Purification of PAI-I
Human dermal fibroblasts (GM-10) were purchased from Coriell Institute (Camden, NJ). They were grown in EMEM supplemented with 10% calf serum as described previously (7). Confluent monolayers were washed twice in the serum-free medium, then 50 cc was added to 175-cm² flasks (Falcon Labware, Division of Becton-Dickinson), and the medium was collected after 24 h. This was repeated until 1.2 liters of serum-free medium had been collected. After purification by heparin sepharose affinity chromatography and ₁ antichymotryptic peptide affinity chromatography as described previously (12), the fractions containing IGFBP-5 protease activity were applied to an IGFBP-5 affinity column. This column was prepared by conjugating a synthetic 18 amino acid peptide that contained the IGFBP-5 sequence between amino acids 201–218 to Affigel 10 (Bio-Rad Richmond, CA). This sequence is also present in IGFBP-3, but it is not present in any other form of IGFBP. The peptide was conjugated according to manufacturer’s instructions by incubating 5.6 mg of peptide with 7.0 cc of activated sepharose in 0.1 M Na HEPES buffer, pH 7.5, for 4 h at 8 C. Unreacted sites were blocked by a further incubation for 1 h with 0.25 M Tris. The gel was washed, and the pool of activity that had been purified from fibroblast conditioned medium was applied. The purified active fractions that were eluted with 0.5 M NaCl were concentrated and further analyzed by SDS-PAGE (12.5% gel). After electrophoresis, the proteins were transferred to a nitrocellulose membrane that was stained with Ponceau-S. A 55-kDa band was excised and subjected to amino acid sequencing. Amino terminal amino acid sequencing was conducted as described previously using Edman degradation (13).

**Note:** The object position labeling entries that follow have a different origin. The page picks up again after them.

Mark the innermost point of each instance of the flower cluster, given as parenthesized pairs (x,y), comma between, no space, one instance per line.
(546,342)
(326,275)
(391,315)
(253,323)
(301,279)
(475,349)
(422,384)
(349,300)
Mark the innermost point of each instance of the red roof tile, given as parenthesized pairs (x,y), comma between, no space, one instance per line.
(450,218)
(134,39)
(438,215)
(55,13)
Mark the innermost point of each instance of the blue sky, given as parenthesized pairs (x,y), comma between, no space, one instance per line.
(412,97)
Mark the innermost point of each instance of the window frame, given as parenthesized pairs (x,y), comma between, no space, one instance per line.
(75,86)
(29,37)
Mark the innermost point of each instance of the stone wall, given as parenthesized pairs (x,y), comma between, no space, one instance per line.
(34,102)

Preparation of human IGFBP-5
The human IGFBP-5 that was used in these studies was obtained by purifying the protein from Chinese hamster ovary (CHO) cell conditioned medium. CHO cells were transfected with an IGFBP-5 complementary DNA (cDNA) that contained the entire protein coding region and had been prepared as previously described (7). The cells were transfected, then maintained in methotrexate (50 µg/ml) because the plasmid that was used (pNUT) contains the gene that contains dihydrofolate reductase resistance. After selection with methotrexate, 50 µg/ml, the highest secreting clones were further subcultured in DMEM containing 10% dialyzed FCS. The cells were grown to confluency and 50 ml of serum-free medium were added to 175-cm tissue culture flasks and incubated for 48 h. Eight hundred cubic centimeters of conditioned medium were purified using a three-step purification procedure of phenyl sepharose chromatography, IGF-I affinity chromatography, and HPLC (C4 column) (Vydac, Hesperia, CA), as previously described (10). The purified protein was homogenous by SDS-PAGE with silver staining (14). The protein content was determined by amino acid composition analysis (7).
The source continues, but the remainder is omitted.